当バージョンには、通常版の他にProfessional版が用意されており、Pro版には 通常版におけるフル機能の他に、以下の機能が追加されています(両版は同一のバイナリを使用しますが、入力するシリアルによって各々が区別される事となります)。

  • リンククローンの作成機能
  • 仮想ネットワークエディタ(ネットワーク構成ツール)
  • 「IPv6(Internet Protocol Version 6)」におけるNAT(Network Address Translation)のサポート
  • プライベートクラウドプラットフォーム「VMware vSphere」、サーバ仮想化ソフトウェア「VMware ESXi」、デスクトップ仮想化ソフトウェア「VMware Workstation Pro」にホストされている仮想マシンに対するアクセス
  • 「VMware vSphere」「VMware ESXi」「VMware Workstation Pro」に対する仮想マシンのアップロード、ダウンロード
  • 複数のESXiホストに向けたリソースチャートの更新
  • 仮想マシンフォーマットにおける標準規格「OVF(Open Virtualization Format)」アプライアンスへのエクスポート
  • 仮想マシン毎にホットキーを作成可能
  • 仮想マシンの作成や設定メニューに対する制限機能(制限付き仮想マシン、期限付き仮想マシンの作成、実行機能)
  • Windowsゲストに接続されたUSBデバイスに対する接続制限機能
  • 管理環境に向けた、シングル仮想マシンモード
  • カスタマイズ可能なヘルプ
  • VMwareベーシックサポート、VMwareプロダクションサポートを利用する権利
  • ボリュームプライスの提供

当版では、新規仮想マシン作成時におけるデフォルトの仮想ハードウェアのバージョン(Ver. 16)に、Ver. 11.1からの変更はありません(virtualHW.version = “16”)

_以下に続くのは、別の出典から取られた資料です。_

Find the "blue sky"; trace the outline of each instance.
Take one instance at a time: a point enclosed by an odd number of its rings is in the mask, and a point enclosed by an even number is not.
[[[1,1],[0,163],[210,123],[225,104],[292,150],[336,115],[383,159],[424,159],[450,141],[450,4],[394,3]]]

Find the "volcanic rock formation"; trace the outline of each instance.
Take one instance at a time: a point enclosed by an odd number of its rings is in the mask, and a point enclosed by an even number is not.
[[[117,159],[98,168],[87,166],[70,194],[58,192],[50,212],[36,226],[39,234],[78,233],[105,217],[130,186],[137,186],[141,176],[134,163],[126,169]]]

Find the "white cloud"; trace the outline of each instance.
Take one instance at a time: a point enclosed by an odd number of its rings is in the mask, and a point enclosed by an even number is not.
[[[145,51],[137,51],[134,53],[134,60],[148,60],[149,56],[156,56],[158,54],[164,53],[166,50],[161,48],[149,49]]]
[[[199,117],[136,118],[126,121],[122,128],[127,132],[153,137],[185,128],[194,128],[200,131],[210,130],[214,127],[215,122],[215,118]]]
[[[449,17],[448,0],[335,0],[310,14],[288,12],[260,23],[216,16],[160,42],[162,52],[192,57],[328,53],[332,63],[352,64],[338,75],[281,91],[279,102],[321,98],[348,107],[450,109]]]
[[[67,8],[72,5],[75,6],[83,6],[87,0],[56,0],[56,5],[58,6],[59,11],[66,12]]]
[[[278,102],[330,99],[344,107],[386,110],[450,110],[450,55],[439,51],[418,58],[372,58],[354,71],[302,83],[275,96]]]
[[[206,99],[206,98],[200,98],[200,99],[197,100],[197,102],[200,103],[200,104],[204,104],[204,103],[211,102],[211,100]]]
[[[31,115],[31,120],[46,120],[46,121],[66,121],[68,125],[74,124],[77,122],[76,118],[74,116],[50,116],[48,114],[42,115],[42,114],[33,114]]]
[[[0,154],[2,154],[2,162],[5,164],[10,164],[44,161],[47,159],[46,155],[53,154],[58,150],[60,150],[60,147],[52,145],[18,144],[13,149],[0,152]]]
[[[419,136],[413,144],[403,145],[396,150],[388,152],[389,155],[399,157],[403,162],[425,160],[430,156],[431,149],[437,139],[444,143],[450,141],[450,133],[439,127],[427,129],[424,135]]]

当版におけるシステム要件は、64bitプロセッサを搭載したApple製コンピュータ、ホストOSは「macOS High Sierra 10.13」以降(「macOS Catalina 10.15」を含む)となっています。Ver. 11.1にてサポートされていた「macOS Sierra 10.12」は 対象外となりますので御注意下さい(ゲストOSとしてのOS X(macOS)のサポートも「10.13」〜「10.15」となります)。また、既知の問題点を含む その他の詳細が、リリースノート、及びVMware Communities等を通じて確認可能となっています。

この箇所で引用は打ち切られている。